US President Donald Trump has asserted without evidence that newly-released documents relating to the wiretapping of his former campaign adviser Carter Page “confirm with little doubt” that intelligence agencies misled the court that approved the warrant.

But politicians from both political parties said the documents do not show wrongdoing and that they even appear to undermine some previous claims by top Republicans on the basis for obtaining a warrant against Mr Page.

Visible portions of the heavily redacted documents, released on Saturday under the Freedom of Information Act, show the FBI telling the court that Mr Page “has been collaborating and conspiring with the Russian government”.

The agency also told the court “the FBI believes Page has been the subject of targeted recruitment by the Russian government”.

The documents were part of officials’ application for a warrant to the secretive foreign intelligence surveillance court, which signed off on surveilling Mr Page.

Mr Trump tweeted on Sunday on the documents: “As usual they are ridiculously heavily redacted but confirm with little doubt that the Department of ‘Justice’ and FBI misled the courts. Witch Hunt Rigged, a Scam!”

The release appears to undercut some of the contentions in a memo prepared by House Intelligence Committee chairman Devin Nunes earlier this year.

Mr Nunes and other Republicans had said that anti-Trump research in a dossier prepared by former British intelligence agent Christopher Steele and paid for by Democrats was used inappropriately to obtain the warrant on Mr Page.

Carter Page
Carter Page, pictured last year, was a foreign policy adviser to Donald Trump (J Scott Applewhite/AP)

While the documents confirm the FBI relied, in part, on information from Mr Steele to obtain the initial warrant, they also show how the FBI informed the court of his likely motivation.

A page-long footnote in the warrant application lays out the FBI’s assessment of Mr Steele’s history and the likely interest of his backer, adding that despite the political concern, the bureau believed at least some of his report to be “credible”.

Democrat Adam Schiff, a ranking member on the House Intelligence Committee, said the documents detail “just why the FBI was so concerned that Carter Page might be acting as an agent of a foreign power”.

He told ABC’s This Week: “It was a solid application and renewals signed by four different judges appointed by three different Republican presidents.”

Republican Marco Rubio also broke with Mr Trump, saying he does not think the FBI did anything wrong in obtaining warrants against Mr Page.

“I have a different view on this issue than the president and the White House,” Mr Rubio said on Sunday on CBS’ Face The Nation.

“They did not spy on the campaign from anything and everything that I have seen.
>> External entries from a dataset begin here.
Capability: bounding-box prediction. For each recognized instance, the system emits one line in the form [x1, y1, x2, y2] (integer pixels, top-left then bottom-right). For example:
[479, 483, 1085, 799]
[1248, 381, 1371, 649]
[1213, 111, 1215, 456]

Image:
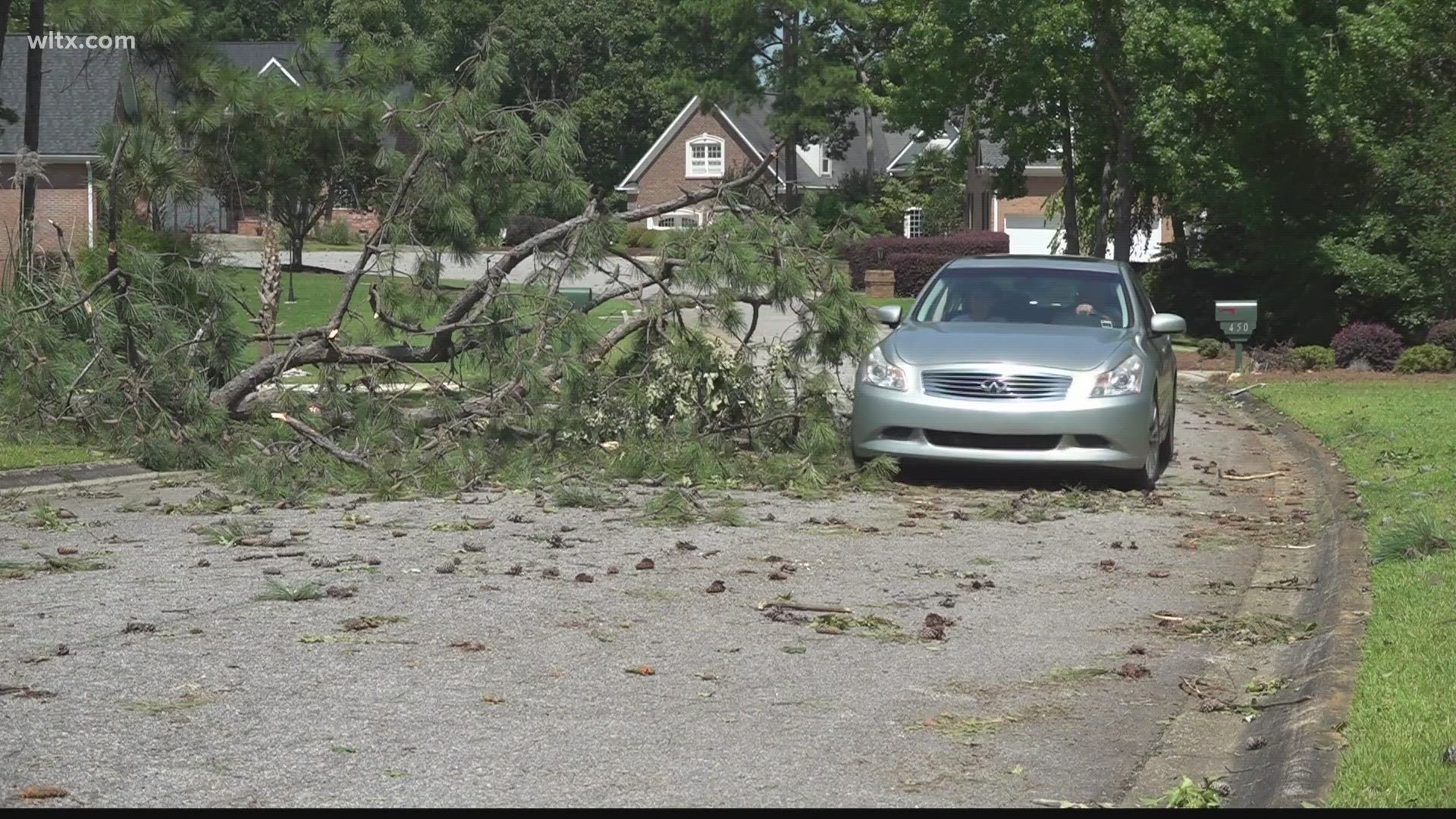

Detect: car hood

You have an individual here who has openly bragged about his ties to Russia and Russians.”

On Sunday, Mr Page said on CNN’s State Of The Union: “I’ve never been the agent of a foreign power.”
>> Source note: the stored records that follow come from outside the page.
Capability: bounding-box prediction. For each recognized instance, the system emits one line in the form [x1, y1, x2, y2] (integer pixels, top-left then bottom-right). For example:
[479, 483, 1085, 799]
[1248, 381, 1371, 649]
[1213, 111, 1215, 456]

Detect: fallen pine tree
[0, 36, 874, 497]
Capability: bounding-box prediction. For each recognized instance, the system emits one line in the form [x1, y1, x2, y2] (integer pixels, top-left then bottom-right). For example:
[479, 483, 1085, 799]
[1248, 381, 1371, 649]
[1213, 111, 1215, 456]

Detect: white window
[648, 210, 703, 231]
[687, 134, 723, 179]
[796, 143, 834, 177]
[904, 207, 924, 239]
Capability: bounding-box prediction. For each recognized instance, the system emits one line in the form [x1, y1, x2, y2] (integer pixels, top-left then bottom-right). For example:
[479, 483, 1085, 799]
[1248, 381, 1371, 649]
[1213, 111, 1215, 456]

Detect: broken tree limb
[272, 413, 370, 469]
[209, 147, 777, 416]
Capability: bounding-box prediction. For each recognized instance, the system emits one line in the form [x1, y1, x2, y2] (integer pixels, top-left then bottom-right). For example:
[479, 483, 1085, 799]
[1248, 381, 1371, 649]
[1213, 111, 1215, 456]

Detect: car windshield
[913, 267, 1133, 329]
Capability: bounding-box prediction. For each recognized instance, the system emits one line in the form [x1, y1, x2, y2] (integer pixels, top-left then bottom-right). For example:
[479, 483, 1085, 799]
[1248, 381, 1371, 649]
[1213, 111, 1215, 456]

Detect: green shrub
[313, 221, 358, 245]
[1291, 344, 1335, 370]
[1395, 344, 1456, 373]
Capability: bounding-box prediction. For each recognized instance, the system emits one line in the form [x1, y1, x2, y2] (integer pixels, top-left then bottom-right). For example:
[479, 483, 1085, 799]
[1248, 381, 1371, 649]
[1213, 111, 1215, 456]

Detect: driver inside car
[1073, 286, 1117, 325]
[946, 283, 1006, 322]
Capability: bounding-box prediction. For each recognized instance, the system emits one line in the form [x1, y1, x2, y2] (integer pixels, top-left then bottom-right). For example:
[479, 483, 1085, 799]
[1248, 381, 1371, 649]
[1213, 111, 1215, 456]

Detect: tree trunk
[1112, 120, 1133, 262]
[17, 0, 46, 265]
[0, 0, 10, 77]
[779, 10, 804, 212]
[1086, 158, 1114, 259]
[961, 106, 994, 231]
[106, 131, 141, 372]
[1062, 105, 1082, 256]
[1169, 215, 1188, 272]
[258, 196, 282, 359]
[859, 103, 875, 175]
In a 2013 letter, Mr Page described himself as an “informal adviser” to the Kremlin, but now said “it’s really spin” to call him an adviser.

Mr Page has not been charged with a crime, but he has been interviewed by the FBI and congressional investigators about his ties to Russia.

White House officials have argued that Mr Page, announced by the president in early 2016 as a foreign policy adviser, played only a minor role in the Trump campaign.

Another former campaign policy aide, George Papadopoulos, pleaded guilty last year to charges brought by special counsel Robert Mueller alleging he had lied to the FBI about his Russia contacts. He is now co-operating with Mr Mueller’s expansive probe.